Abstract Metal organic frameworks (MOFs) are promising as effective electrocatalysts toward oxygen evolution reaction (OER). However, the origin of OER activity for MOF‐based electrocatalysts is still unclear because of their structure reconstruction during electrocatalysis process. Here, a novel MOF (B‐MOF‐Zn‐Co) with spherical superstructure is developed by hydrothermal treatment of zeolitic imidazolate framework‐Zn, Co (ZIF‐Zn‐Co) using boric acid. The resultant B‐MOF‐Zn‐Co shows high OER activity with a low overpotential of 362 mV at 100 mA cm −2 . Remarkably, B‐MOF‐Zn‐Co displays excellent stability with only 3.6% voltage delay over 300 h at 100 mA cm −2 in alkaline electrolyte. Surprisingly, B‐MOF‐Zn‐Co thoroughly transforms into B‐doped CoOOH (B‐CoOOH) during electrolysis process, which is served as actual active material for high OER electrocatalytic performance.
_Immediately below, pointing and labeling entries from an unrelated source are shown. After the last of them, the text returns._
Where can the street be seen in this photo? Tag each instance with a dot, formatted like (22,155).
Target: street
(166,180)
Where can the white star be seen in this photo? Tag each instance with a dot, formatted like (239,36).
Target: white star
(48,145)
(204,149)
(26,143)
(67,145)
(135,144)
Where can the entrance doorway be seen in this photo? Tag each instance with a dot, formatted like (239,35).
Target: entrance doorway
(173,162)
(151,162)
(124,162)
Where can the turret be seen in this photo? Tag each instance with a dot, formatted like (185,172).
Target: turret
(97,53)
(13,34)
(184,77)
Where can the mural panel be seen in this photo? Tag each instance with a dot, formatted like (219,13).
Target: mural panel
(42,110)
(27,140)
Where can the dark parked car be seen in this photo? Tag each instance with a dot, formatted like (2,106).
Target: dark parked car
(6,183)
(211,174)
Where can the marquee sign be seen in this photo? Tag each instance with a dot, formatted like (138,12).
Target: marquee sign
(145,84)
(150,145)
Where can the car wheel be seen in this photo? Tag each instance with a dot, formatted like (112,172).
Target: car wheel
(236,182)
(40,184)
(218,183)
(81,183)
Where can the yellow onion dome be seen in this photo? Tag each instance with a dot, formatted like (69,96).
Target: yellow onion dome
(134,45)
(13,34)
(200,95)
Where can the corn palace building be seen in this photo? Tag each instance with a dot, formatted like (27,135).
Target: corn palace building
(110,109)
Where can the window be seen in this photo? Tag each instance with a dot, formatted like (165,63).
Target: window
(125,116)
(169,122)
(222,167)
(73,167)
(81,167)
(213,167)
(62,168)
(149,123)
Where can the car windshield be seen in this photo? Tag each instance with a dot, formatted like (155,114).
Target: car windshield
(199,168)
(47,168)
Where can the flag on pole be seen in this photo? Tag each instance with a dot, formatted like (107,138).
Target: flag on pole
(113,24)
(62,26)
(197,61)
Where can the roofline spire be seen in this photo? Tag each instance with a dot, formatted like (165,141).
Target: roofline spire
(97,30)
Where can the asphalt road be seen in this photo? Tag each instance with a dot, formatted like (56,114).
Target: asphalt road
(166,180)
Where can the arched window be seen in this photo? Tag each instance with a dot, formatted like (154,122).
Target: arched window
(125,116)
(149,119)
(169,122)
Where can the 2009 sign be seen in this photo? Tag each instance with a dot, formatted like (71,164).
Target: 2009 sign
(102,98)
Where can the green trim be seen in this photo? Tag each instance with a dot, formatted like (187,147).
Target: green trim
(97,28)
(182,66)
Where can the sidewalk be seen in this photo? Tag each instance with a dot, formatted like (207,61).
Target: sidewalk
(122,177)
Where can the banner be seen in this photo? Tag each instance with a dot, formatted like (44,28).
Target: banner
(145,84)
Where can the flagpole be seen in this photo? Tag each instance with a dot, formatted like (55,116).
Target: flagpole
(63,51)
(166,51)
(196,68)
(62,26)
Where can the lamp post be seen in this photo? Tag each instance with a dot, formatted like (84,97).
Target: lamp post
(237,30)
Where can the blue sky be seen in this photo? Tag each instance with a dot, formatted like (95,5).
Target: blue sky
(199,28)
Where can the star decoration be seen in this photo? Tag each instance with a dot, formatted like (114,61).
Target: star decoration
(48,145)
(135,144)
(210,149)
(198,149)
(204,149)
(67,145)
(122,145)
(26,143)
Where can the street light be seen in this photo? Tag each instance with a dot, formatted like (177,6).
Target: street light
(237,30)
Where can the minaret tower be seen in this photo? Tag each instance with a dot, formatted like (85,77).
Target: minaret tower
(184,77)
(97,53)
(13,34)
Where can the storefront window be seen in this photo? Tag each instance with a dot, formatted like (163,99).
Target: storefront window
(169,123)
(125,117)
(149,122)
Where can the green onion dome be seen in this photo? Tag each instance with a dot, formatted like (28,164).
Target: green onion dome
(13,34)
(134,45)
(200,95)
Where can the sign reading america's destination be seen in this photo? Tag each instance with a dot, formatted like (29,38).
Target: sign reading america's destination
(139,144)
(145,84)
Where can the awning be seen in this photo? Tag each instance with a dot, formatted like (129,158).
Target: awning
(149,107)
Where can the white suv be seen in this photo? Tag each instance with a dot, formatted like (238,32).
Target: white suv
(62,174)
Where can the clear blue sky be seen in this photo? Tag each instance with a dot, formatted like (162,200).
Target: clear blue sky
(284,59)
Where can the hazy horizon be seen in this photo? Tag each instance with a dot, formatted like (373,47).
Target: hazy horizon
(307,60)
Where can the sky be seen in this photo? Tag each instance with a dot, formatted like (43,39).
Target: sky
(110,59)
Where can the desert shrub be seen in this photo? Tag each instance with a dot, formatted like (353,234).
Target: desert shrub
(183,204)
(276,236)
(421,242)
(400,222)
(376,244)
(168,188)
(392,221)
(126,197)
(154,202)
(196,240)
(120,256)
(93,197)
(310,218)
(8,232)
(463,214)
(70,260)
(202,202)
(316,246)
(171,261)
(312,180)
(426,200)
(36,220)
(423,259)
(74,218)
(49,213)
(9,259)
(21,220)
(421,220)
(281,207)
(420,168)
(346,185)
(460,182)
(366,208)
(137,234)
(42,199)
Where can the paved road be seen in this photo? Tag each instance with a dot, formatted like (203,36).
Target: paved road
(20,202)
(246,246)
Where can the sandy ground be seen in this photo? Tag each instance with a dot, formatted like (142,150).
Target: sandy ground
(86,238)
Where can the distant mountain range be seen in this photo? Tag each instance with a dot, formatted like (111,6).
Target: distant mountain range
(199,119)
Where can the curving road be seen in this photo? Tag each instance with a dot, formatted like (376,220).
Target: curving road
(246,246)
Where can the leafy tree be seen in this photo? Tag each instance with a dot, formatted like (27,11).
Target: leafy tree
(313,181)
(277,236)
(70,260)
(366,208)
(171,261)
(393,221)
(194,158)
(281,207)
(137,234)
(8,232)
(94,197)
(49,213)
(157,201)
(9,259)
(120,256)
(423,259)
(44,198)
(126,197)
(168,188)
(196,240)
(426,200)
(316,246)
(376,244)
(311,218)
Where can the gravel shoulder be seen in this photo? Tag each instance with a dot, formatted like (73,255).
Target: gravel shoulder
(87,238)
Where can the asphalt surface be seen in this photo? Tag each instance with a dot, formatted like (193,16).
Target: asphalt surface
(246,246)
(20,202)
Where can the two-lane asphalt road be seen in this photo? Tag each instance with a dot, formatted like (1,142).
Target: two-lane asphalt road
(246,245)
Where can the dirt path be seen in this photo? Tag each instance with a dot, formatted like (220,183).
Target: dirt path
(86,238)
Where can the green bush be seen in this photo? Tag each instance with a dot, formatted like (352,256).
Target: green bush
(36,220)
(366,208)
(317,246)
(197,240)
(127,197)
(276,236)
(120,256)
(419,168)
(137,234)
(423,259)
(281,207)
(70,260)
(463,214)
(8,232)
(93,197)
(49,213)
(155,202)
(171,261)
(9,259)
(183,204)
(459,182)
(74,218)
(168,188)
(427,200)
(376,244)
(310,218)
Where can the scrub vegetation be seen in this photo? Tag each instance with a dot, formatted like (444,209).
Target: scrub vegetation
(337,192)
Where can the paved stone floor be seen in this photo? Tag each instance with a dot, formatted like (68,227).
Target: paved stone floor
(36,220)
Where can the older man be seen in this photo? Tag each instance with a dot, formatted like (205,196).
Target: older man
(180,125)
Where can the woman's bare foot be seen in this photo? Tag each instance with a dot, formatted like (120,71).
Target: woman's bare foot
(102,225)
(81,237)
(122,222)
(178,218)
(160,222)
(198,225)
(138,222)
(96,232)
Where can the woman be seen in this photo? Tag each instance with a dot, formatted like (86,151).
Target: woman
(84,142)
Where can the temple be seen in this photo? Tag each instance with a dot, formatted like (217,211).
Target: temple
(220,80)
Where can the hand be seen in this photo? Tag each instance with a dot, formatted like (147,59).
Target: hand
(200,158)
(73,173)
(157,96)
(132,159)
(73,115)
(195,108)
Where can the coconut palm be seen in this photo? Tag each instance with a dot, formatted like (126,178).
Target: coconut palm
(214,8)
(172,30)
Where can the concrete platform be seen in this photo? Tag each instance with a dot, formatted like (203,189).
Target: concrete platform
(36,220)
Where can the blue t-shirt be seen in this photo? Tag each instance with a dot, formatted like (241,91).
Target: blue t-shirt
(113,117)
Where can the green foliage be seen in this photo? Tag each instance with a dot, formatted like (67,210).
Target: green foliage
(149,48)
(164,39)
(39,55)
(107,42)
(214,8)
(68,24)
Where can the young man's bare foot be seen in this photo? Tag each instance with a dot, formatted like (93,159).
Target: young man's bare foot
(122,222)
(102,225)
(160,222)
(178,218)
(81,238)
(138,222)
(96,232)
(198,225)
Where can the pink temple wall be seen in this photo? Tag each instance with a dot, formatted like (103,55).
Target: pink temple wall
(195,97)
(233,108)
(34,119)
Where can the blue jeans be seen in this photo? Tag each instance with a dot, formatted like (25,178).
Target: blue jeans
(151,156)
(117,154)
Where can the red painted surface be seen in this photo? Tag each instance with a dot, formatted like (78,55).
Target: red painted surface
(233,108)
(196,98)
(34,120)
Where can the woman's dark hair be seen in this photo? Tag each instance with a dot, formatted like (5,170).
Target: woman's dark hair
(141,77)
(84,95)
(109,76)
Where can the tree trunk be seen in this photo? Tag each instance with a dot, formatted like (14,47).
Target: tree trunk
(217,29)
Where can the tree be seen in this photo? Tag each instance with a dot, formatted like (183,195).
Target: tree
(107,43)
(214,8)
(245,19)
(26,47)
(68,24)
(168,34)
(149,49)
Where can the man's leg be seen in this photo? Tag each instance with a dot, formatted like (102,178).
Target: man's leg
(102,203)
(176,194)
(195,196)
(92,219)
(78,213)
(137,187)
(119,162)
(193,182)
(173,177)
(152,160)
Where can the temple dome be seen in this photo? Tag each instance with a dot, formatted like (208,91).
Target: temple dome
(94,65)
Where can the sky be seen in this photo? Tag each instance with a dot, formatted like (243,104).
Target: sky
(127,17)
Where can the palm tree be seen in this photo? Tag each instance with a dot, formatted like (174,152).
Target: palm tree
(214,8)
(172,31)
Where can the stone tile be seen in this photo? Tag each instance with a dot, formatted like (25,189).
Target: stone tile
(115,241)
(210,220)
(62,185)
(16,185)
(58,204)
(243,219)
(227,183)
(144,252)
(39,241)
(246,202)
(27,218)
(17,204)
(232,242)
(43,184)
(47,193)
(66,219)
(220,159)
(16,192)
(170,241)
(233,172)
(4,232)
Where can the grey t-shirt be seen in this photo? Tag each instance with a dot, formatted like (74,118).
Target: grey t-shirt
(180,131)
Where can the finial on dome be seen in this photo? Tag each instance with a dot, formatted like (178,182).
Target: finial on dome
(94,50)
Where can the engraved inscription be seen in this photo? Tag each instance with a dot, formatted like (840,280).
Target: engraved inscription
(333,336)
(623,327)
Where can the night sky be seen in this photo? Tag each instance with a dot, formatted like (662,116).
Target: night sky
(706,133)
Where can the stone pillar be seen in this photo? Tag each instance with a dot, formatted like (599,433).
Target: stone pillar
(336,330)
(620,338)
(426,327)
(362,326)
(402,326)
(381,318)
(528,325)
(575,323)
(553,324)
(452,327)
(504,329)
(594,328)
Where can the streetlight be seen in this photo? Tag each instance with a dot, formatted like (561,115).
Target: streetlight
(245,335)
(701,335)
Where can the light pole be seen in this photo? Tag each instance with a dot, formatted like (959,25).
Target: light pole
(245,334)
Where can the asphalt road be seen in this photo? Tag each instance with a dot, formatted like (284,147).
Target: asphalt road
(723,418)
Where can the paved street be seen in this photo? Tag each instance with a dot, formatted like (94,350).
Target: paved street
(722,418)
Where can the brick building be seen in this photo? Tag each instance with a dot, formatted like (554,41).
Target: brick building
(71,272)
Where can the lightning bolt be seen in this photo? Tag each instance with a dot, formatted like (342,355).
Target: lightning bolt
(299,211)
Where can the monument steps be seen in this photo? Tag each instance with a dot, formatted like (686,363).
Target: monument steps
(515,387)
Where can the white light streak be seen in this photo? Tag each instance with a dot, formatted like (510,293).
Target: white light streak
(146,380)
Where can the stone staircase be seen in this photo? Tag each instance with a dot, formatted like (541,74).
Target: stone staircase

The newly‐formed B‐CoOOH possesses lower energy barrier of potential‐determining step (PDS) for OOH * formation compared with CoOOH, benefiting for high OER activity. More importantly, B‐MOF‐Zn‐Co based anion exchange membrane water electrolytic cell (AEMWE) demonstrates continuously durable operation with stable current density of 200 mA cm −2 over 300 h, illustrating its potential application in practice water electrolysis. This work offers an in situ electrochemical reconstruction strategy for the development of stable and effective OER electrocatalysts toward practice AEMWE.